I just read an early copy of a new book called “The Project: How Project 2025 is Reshaping America” by David A. Graham, and it lays it all out in plain English—and it’s honestly eye-opening.

Here’s the short version:

Project 2025 is a 900-page document (yes, 900 pages) put together by the Heritage Foundation, a big conservative think tank that’s been around for decades. It was written by about 70 different authors, many of whom worked directly in the first Trump administration—including four at the Cabinet level.

If you remember, Trump tried to distance himself from Project 2025 during his campaign, saying he didn’t know much about it.

David’s take? That’s a stretch. After Trump won, he appointed a lot of the people involved with Project 2025 into key government positions—like border czar, CIA director, and head of the Office of Management and Budget. Bloomberg even reported that 37 out of Trump’s first 47 executive actions matched recommendations from Project 2025.

So what is it actually about?

David explains that Project 2025 is part game plan, part job board, part political bootcamp.

• It lays out policy goals.

• It builds a huge database of potential hires.

• It trains people to step into government jobs.

• And it gives Trump (or any other conservative president) a ready-to-go roadmap to reshape government from day one.

In Trump’s first term, one of his biggest problems was staffing—he didn’t have enough loyalists ready to take over the government agencies. Project 2025’s goal is to fix that: stack the system with “true believers” who won’t get in the way.

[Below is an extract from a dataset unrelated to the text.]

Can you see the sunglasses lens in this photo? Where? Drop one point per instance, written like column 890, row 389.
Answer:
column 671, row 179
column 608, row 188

There’s a saying in politics: Personnel is policy.
This time, they want to make sure they have both locked down before they even show up.

What’s in the Agenda?

The big idea behind Project 2025 is to dramatically expand the power of the president. Here’s what they want to do:

• Fire civil servants at will (even career professionals who are supposed to be nonpartisan)

• Take political control over agencies like the Justice Department, FCC, and SEC

• Pull more power away from Congress and give it directly to the executive branch

And if they get that control, what’s next?

Here’s a quick rundown of their policy goals:

• Families: Ban abortion nationwide; promote a traditional 1950s-style household where men work and women stay home.

• Immigration: Cut back sharply on legal immigration (student visas, work visas, H-1Bs—you name it).

• Education: Shut down the Department of Education and push all funding and decision-making to the states.

• Taxes: Cut taxes for the super wealthy and corporations; introduce a national consumption tax (which tends to hurt lower- and middle-income families the most).

• Social Safety Net: Shrink federal aid programs and shift the responsibility for helping the poor to churches and charities.

• The Federal Reserve: They’re not fans. They want major changes—or possibly to sideline it altogether.

On trade policy, the document is weirdly split: some parts argue for tariffs and protectionism, others for free trade. (Basically, they couldn’t agree.)

Why It Matters

David makes a really important point:
The authors of Project 2025 see government as a problem—so their solution is to concentrate even more power into the hands of one person.

If they think government agencies have been “politicized,” their answer isn’t to fix them—it’s to politicize them even more, just with their own people.

For many of them, Trump is simply the vehicle to get their agenda done. Whether he agrees with every point or not, they have a full-blown vision ready to go.

And even the changes they’re making behind the scenes right now—changing how government jobs work, rewriting the rules—could shape our country for decades to come, no matter who’s in charge later.

Final Thought

Look, ideologues don’t usually make great leaders. When the goal is total control rather than collaboration, things tend to get ugly fast.
Whether you lean left, right, or somewhere in between, it’s worth understanding what’s happening—not just the headlines, but the bigger play underneath.

David’s new book gives a clear window into what Project 2025 is—and why it could change the country in a big way.

It’s something we all need to keep an eye on.